Évoquer « l’épreuve » du changement climatique, c’est faire état d’une ambivalence car si en première intention l’épreuve semble connotée négativement en tant qu’annonciatrice de malheur et difficultés, elle traduit aussi l’idée d’une opportunité de développement en termes d’innovation et de solidarité.

La mise en exergue d’une « urgence climatique » apparait, elle aussi, complexe : injonction à l’action politique, elle pose en même temps la question de l’appropriation par la société de l’évolution d’un problème de bien commun, objet hybride et diffus, historiquement formulé en termes scientifiques.
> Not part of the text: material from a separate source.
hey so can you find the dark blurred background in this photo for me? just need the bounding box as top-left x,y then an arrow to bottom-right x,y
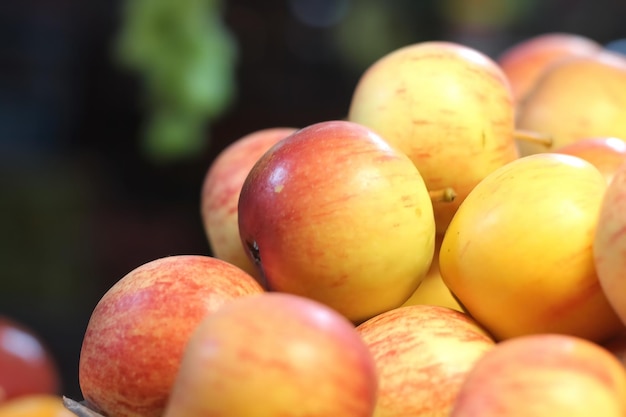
1,0 -> 625,400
Penser le changement climatique en termes de temporalités

L’objectif consistant à ne pas dépasser les 2°C de hausse de température à l’horizon 2100 créé une perméabilité entre le présent et l’avenir : c’est en effet un objectif lointain qui est appelé à déterminer l’action politique des sociétés à court et moyen terme. La question de l’opérabilité d’un objectif lointain suppose un travail de concrétisation ici et maintenant.

Parce qu’elle nous invite à nous projeter vers le futur, l’épreuve du changement climatique constitue l’occasion d’une nouvelle forme d’utopie. Or, celle-ci peut s’envisager à différentes échelles de temps : soit celle de l’humanité, soit celle du globe. Si l’on se place à l’échelle de l’humanité, c’est alors le présent qui devient la norme et l’objectif pour le futur est de maintenir le « climat de toujours ». Cette situation donne naissance à une forme d’utopie que l’on peut qualifiée de rétrograde ou d’inversée. Si l’on se place à l’échelle du globe, le présent ne prime plus et la question d’un idéal à atteindre se voit remplacée par celle de la nécessaire adaptation.

Cette question du temps long se retrouve dans la théorie de l’Anthropocène selon laquelle nous vivons une révolution géologique caractérisée par l’empreinte irréversible laissée par l’homme sur la Terre. Pour les tenants de cette théorie, la réflexion environnementale actuelle souffre d’un profond déficit d’histoire. Une histoire politique s’impose donc pour éviter une vision trop téléologique de l’histoire des choix technologiques.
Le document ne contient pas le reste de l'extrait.